I want to suggest one way of trying to tie some of these loose thoughts together. Capitalism functions not by satisfying our desires, but in its failure to satisfy. The commodity never lives up to the promise, but I never really wanted it to anyway. I wanted to desire, not the commodity. In order to repeat my desire, the commodity has to finally be unable to satisfy me, while in its absence elicit my desire. If capitalism functions this way, the psychic solution isn’t the oft cited theological imperative to turn to an infinitely replete source of satisfaction, God. Rather, perhaps the solution is to interrogate, and come to terms with, the lack that constitutes who I am. Theology, the discipline I work in, cannot wing in with the “real” object of desire, the deus ex machina that will rescue us from compulsive consumption with satisfaction. God is not the ultimately satisfying commodity.
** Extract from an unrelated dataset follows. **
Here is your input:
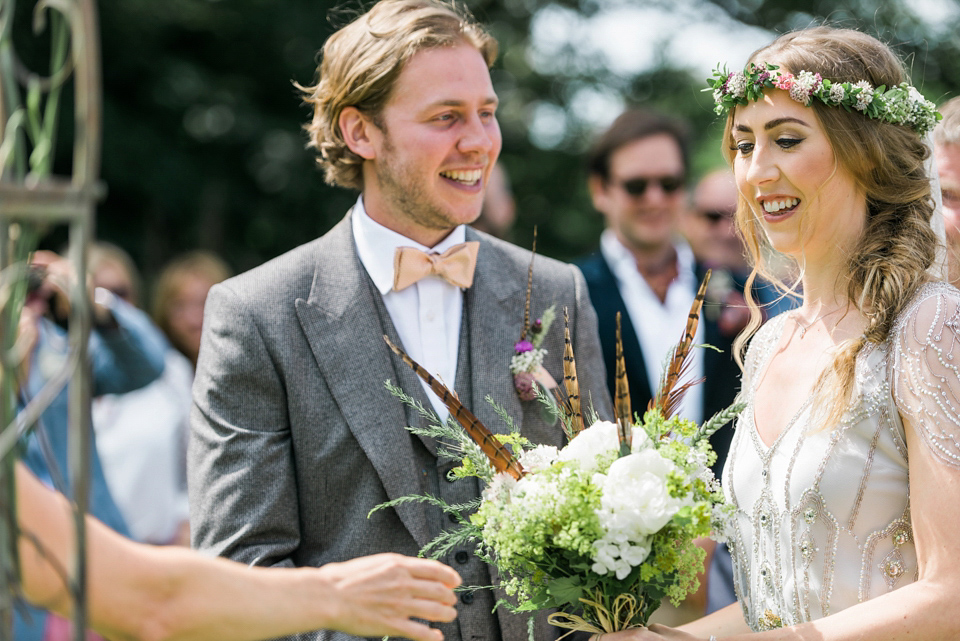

The commodity form itself has to come apart, but as it does so, the subject (person) constituted by this form also falls apart, and, perhaps also, the world. Ultimately, as is the case with Mr Lambert, the world itself might collapse under the weight of our desire, but the repetition compulsion—what Freud calls death drive—still isn’t overcome. Mar Lambert wants to consume his phantasm of a world again—right to the last drop—and again.

Kafka’s figure refuses to believe the mistake goes back to the moment when he was first chained. So he continues to exercise the limited possibilities in front of him. Of course, knowing that the chains are a mistake doesn’t release them. What can change though, is the past. We are all familiar with the moment of understanding that happens when a crucial recognition is made, the moment that changes the past. We realise something, and our understanding of a whole course of events changes, a course of events which had seemed stable until that moment. Of course, chronological time marches on relentlessly, and events don’t change after the fact. We do forget them though, we fail to attend, our subjectivity inflates to the size of the world, artificially suturing together its wounds.

As we in Melbourne come out of lockdown and return to the cafes, pubs, bookstores, and galleries, there is a moment of possibility. I was of course relieved and excited to be able to enjoy some of the things I love about the city again. By now, most of the time things feel pretty normal, aside from the ubiquitous QR codes and masks at the supermarket. But that’s the problem. This moment has to be where we attend to the horrors visited on our neighbours during the lockdowns, horrors that were already present. We can’t remember this as nothing more than the mediocre, white, male, middle class nightmare of working from home with children and gaining weight that I endured. We have to attend to how it is that I am writing in a public forum using the singular plural, we, in order to speak of this. Who is this “we”? I got my cafes and pubs back, my stress levels have come down and my health is coming back. But, what of the mother protecting her children from the abusive parter are/were trapped indoors with? What of the hundreds of thousands who have no idea what the federal government is going to give them next week, next month, just to survive? What of my indigenous neighbours, who find themselves, their health, and communities made even more vulnerable? What of the elderly, who find themselves vulnerable to a sector engaged in profit making “care”? Those problems were there already, and remain with us. How we retroactively create this history, how we tell ourselves this ends, matters. It’s too easy to, like Mr Lambert, escape.

Scott A. Kirkland is the John and Jeanne Stockdale Lecturer in Practical Theology and Ethics at Trinity College Theological School. His work focuses on modern German thought and its relationship to political-theological questions. He is the author of Into the Far Country: Karl Barth and the Modern Subject (Fortress, 2016), and co-author of Eschatology (Eerdmans, 2018).